The Window Seat

“Sir?”

I read once that astronauts experience this thing called ‘the overview effect’. They get up there, into space, and they look back down at the Earth. And all in one frame they see their home. All of it. Everything they’ve ever known, all in one spot. And behind it is this endless, limitless, boundless, timeless, infinite expanse of empty black. It’s the closest thing to seeing the face of God itself.

And in that black, distance suddenly means everything and absolutely nothing at all. Miles no longer matter. And everything that maybe seemed so foreign or strange as a different country or culture on Earth is suddenly realized to have been so embarrassingly close by this whole time. There’s no such thing as an Other, or a Them, or a fight that’s at all worth fighting over when you see it from up above.

It’s why I like having the window seat on airplanes. When it’s taking off or coming in, and you’re just a few thousand feet above a major city, and you get to see it all while still being close to it. See all the cars on the highways, see all the streets winding like veins through business centers and neighborhoods, seeing all those houses, each with a family or two inside…
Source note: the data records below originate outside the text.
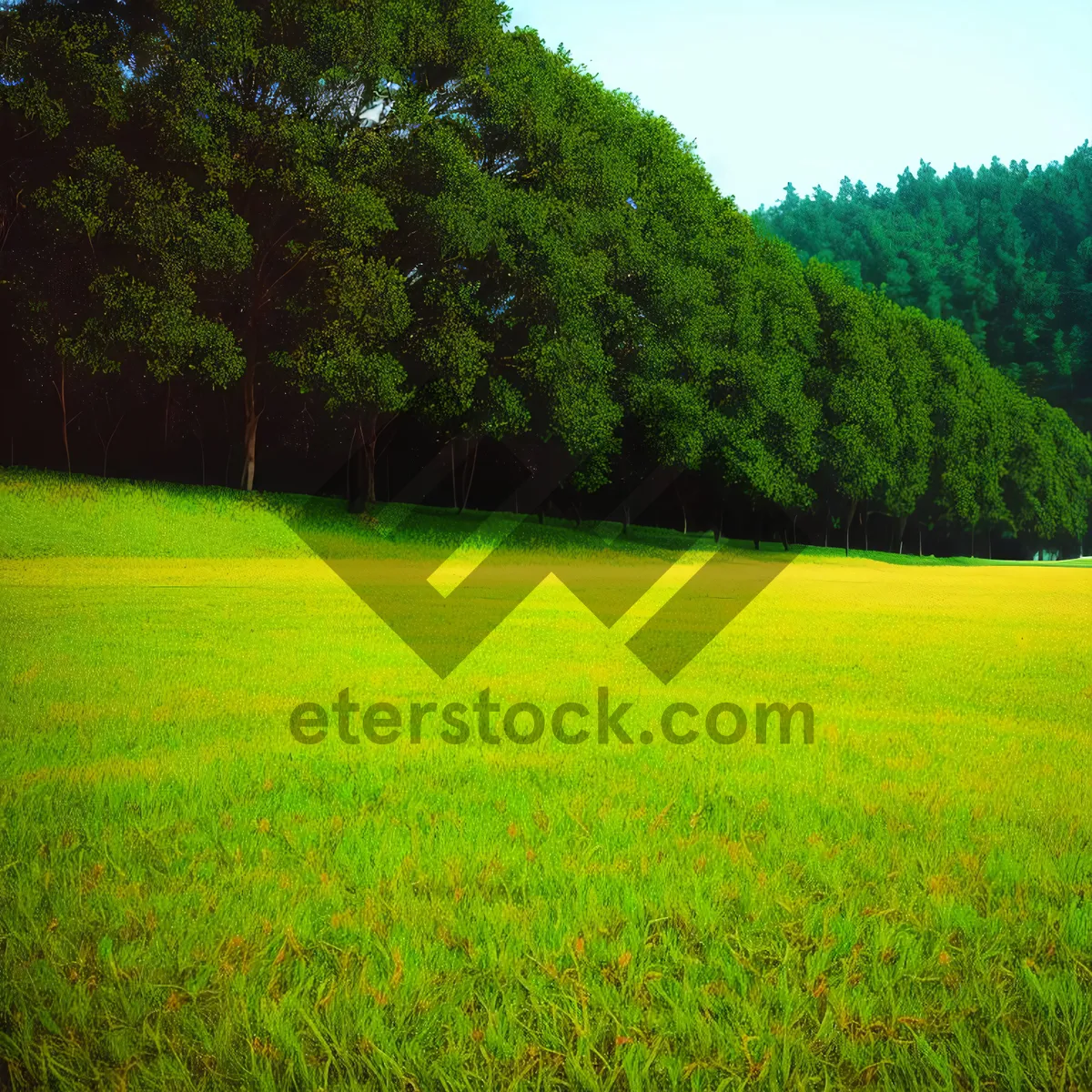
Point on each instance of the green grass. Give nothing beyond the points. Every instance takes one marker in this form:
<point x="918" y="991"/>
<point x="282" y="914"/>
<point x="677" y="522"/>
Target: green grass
<point x="191" y="899"/>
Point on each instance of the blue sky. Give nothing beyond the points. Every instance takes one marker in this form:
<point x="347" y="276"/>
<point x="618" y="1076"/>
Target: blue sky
<point x="807" y="92"/>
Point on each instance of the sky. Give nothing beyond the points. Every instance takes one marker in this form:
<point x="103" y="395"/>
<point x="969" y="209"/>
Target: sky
<point x="805" y="92"/>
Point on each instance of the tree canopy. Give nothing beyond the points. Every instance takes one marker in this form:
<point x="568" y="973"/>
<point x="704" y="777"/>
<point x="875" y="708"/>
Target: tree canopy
<point x="408" y="211"/>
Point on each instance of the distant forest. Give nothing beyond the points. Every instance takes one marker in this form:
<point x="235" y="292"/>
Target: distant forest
<point x="236" y="238"/>
<point x="1006" y="251"/>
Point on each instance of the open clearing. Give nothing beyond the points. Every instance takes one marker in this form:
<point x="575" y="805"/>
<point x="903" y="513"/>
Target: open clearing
<point x="189" y="898"/>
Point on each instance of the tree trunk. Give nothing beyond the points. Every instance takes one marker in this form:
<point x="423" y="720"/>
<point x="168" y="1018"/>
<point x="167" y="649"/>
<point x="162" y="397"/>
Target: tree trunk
<point x="468" y="481"/>
<point x="370" y="437"/>
<point x="60" y="394"/>
<point x="250" y="416"/>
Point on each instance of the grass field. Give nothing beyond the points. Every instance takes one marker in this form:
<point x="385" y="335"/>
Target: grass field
<point x="189" y="898"/>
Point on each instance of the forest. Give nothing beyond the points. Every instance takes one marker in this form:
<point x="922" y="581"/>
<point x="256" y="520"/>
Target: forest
<point x="1006" y="251"/>
<point x="235" y="235"/>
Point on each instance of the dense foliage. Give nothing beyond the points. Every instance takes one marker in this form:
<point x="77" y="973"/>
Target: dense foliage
<point x="410" y="211"/>
<point x="1006" y="251"/>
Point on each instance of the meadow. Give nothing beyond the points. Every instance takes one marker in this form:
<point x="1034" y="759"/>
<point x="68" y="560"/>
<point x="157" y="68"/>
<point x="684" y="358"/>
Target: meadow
<point x="192" y="899"/>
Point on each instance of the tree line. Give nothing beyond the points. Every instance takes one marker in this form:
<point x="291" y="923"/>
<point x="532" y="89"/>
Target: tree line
<point x="410" y="211"/>
<point x="1006" y="251"/>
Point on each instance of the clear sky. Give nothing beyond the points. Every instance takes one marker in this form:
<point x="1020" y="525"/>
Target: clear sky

I read about another term too, called “sonder”, out of the Dictionary of Dark and Nameless Things. It’s the term for that existential feeling you can get when you realize that everyone you meet, everyone you come into contact with, even if it’s just a glancing one on the sidewalk or in a restaurant, they each have a story and an inner life that’s at least as rich and complex and complicated as your own, with thoughts, observations, dreams, lessons, experiences, wants, pains, et cetera.

However complicated my life may feel sometimes, or how drowning or urgent it may seem to me some nights, seeing all of those streets, those houses, those lives, those souls and lived experiences remind me how many of us there are. They remind me how incalculably many of our stories there have been throughout history, each and every one as meaningful or tragic or triumphant as the next. It reminds me that I am a drop within an ocean, one star inside a galaxy, no less phenomenal for my smallness nor my brevity on this planet, which itself is one among untold billions. And in that brevity and in that smallness comes the privilege of ever being.

And that, in itself, is pretty great.

“Sir?”
“Oh! Uh, yes? Sorry. Yes, what? Sorry.”
“Would you like anything from the drink cart?”
“Ah, a Sprite. Thank you.”

This Old Jacket

Oliver and Sarah walked along the beachside park. The wind was crisp with the sun trying its best to warm them from behind the heavy overcast. They walked on the sandy grass beside the paved path to make room for all the joggers, strollers, and headphone-wearing rollerbladers that used it too. They each nursed their own vanilla ice cream cone while they walked.

“Happy birthday, again,” Sarah said.

“Thanks,” Oliver chuckled weakly.

“How’s it feel to be thirty-three?”

Oliver chewed the inside of his cheek a moment in thought before answering.

“Tiring,” he said.

“Yeah,” she conceded.

They kept walking after that, occupying themselves with peoplewatching as they went. There was someone in large, flappy pants juggling bowling pins with a hat full of tips nearby. They saw an old couple laughing together on a park bench, and looked on at what seemed to be a fiery teenage break-up out on nearer the shore. There was also an overturned tricycle with a young father inspecting his son’s scraped knee next to it.

“I’m not as patient as I used to be,” Oliver sighed. “And that’s kind of a bummer. It used to be easy, but now it takes effort.”

Sarah nodded sympathetically. “I get that,” she said.

“I’m an optimist at heart, but the more I see things not work out it gets harder and hard to be that way. It’s like being out in the cold with an old jacket on. It’s familiar, cozy, and warm enough to keep out most of the chill, but it’s gotten thin with time and has some parts along the seams. You can feel the cold on the other side of the fabric and bits of the breeze sneak through here and there, but the jacket’s there too, keeping the heat in. It almost becomes about which you focus on is which you feel more, the warmth of the jacket or the chill reaching through it, and you flicker back and forth in this limbo between comfort and discomfort, making it sort of both and not really either, all at once.” He took a big breath, then let out a somehow bigger sigh.

“But I like my jacket,” he said.

Sarah glanced between Oliver and her own shoes. “It’s a pretty good jacket,” she agree quietly.